Um grupo coordenado pela neurocientista brasileira Carol Elias deu um passo importante para desvendar os mecanismos bioquímicos de um fenômeno que vem alarmando médicos americanos: a antecipação da puberdade feminina.
Depois de quase uma década de investigação que começou no Brasil, com financiamento da Fapesp (Fundação de Amparo à Pesquisa do Estado de São Paulo), da Capes e do CNPq, e terminou nos Estados Unidos, com apoio dos Institutos Nacionais de Saúde (NIH), Carol e sua equipe identificaram a região cerebral em que o hormônio leptina age despertando o amadurecimento sexual. É o núcleo pré-mamilar ventral.
Há um mecanismo bioquímico delicado que informa ao cérebro que o organismo está pronto para reproduzir, disse Carol, ex-professora na Universidade de São Paulo (USP) e atualmente pesquisadora na Universidade do Texas. E quem dá esse recado ao cérebro é a leptina, hormônio secretado pelas células de gordura, mais conhecido por despertar a sensação de saciedade e reduzir a fome.

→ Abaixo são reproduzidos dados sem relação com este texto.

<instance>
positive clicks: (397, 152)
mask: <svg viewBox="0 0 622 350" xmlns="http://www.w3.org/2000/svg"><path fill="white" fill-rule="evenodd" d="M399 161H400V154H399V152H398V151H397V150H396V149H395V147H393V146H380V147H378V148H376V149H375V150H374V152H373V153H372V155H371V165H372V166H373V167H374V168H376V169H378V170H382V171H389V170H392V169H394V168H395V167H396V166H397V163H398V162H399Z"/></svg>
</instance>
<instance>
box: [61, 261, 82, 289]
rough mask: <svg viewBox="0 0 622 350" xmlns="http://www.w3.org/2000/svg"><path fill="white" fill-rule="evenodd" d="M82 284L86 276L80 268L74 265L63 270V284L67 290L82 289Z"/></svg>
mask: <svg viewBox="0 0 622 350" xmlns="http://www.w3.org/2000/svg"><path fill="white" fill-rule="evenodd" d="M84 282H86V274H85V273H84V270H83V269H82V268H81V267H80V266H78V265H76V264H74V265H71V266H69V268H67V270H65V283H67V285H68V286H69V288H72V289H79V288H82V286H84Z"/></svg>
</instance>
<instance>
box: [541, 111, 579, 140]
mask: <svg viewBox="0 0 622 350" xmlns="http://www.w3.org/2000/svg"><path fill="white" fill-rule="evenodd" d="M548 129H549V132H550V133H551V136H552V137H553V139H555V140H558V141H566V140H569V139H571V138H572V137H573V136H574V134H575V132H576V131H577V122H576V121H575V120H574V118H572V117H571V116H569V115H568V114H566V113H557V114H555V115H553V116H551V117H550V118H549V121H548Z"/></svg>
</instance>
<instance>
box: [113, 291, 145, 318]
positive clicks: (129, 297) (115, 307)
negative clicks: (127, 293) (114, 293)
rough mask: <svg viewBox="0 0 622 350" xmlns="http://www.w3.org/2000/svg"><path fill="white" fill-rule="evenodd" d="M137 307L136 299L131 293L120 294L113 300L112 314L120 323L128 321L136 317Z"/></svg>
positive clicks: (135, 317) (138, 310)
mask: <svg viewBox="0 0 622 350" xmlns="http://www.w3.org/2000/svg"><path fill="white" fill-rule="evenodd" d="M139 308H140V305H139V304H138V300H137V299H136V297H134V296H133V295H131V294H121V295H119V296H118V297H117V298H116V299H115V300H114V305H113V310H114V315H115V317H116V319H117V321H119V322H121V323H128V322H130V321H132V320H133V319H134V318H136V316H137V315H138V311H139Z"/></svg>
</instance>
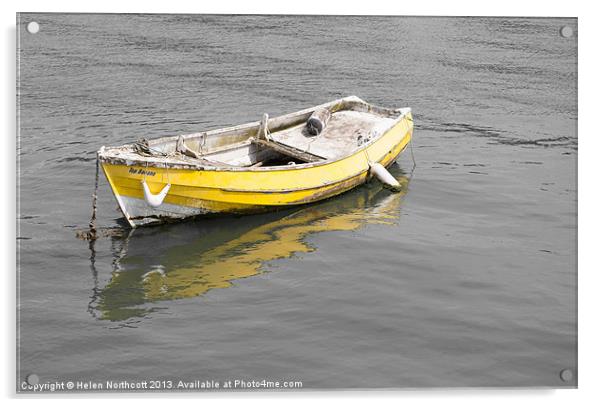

Anos atrás surgiram as primeiras pistas de que esse hormônio iniciava uma cadeia de reações químicas que levam ao desenvolvimento dos órgãos sexuais e à fertilidade. Camundongos e seres humanos que não produzem leptina não entram na puberdade, período em que começam transformações fisiológicas que preparam o corpo para procriar.
De 1997 a 1999, período em que passou na Universidade Harvard, Carol colaborou com a identificação das regiões cerebrais que produzem receptores de leptina, proteína à qual o hormônio de mesmo nome se liga estimulando o funcionamento das células cerebrais (neurônios).
Entre as regiões do hipotálamo que expressam receptores de leptina, uma chamou a atenção: o núcleo pré-mamilar ventral. Esse grupo de células, como já havia sido demonstrado por outro brasileiro, Newton Canteras, pesquisador da USP, se conecta a regiões cerebrais produtoras do hormônio liberador de gonadotrofinas, responsável por estimular a secreção de outros hormônios sexuais.
Mas a comprovação de que era esse núcleo que mediava a ação da leptina no início da puberdade levou mais tempo. Convidada pelo neurocientista Joel Elmquist a integrar sua equipe no Texas, Carol e os pesquisadores José Donato Júnior, Roberta Cravo e Renata Frazão desenvolveram em laboratório um camundongo geneticamente modificado para, em certas condições, produzir o receptor de leptina apenas no núcleo pré-mamilar ventral. A estratégia deu certo, relatam os pesquisadores em artigo publicado no dia 22 na revista Journal of Clinical Investigation.
As fêmeas de camundongo inférteis entraram na puberdade e se tornaram capazes de procriar quando se estimulou a produção do receptor de leptina exclusivamente no núcleo pré-mamilar ventral. As células desse núcleo passaram a reconhecer a presença da leptina, induzindo o amadurecimento sexual, explicou Carol.
A provável explicação é que os neurônios do núcleo pré-mamilar ventral estimulam a atividade de células produtoras do hormônio liberador de gonadotrofinas que, por sua vez, induz a produção de outros hormônios sexuais. Essa cadeia de reações bioquímicas, que, por razão ainda desconhecida despertou a puberdade apenas nas fêmeas, ajuda a compreender porque uma proporção cada vez maior de meninas norte-americanas com 7 e 8 anos de idade estão entrando na puberdade, como mostrou estudo publicado em setembro na Pediatrics.
É possível que as taxas mais elevadas de leptina em crianças obesas estejam estimulando regiões cerebrais que normalmente só seriam ativadas mais tarde, disse Carol.
Agora que identificamos o grupo de células responsáveis por mediar a ação da leptina no início da puberdade teremos condições de desvendar os mecanismos celulares, genéticos e bioquímicos envolvidos nesta função, disse.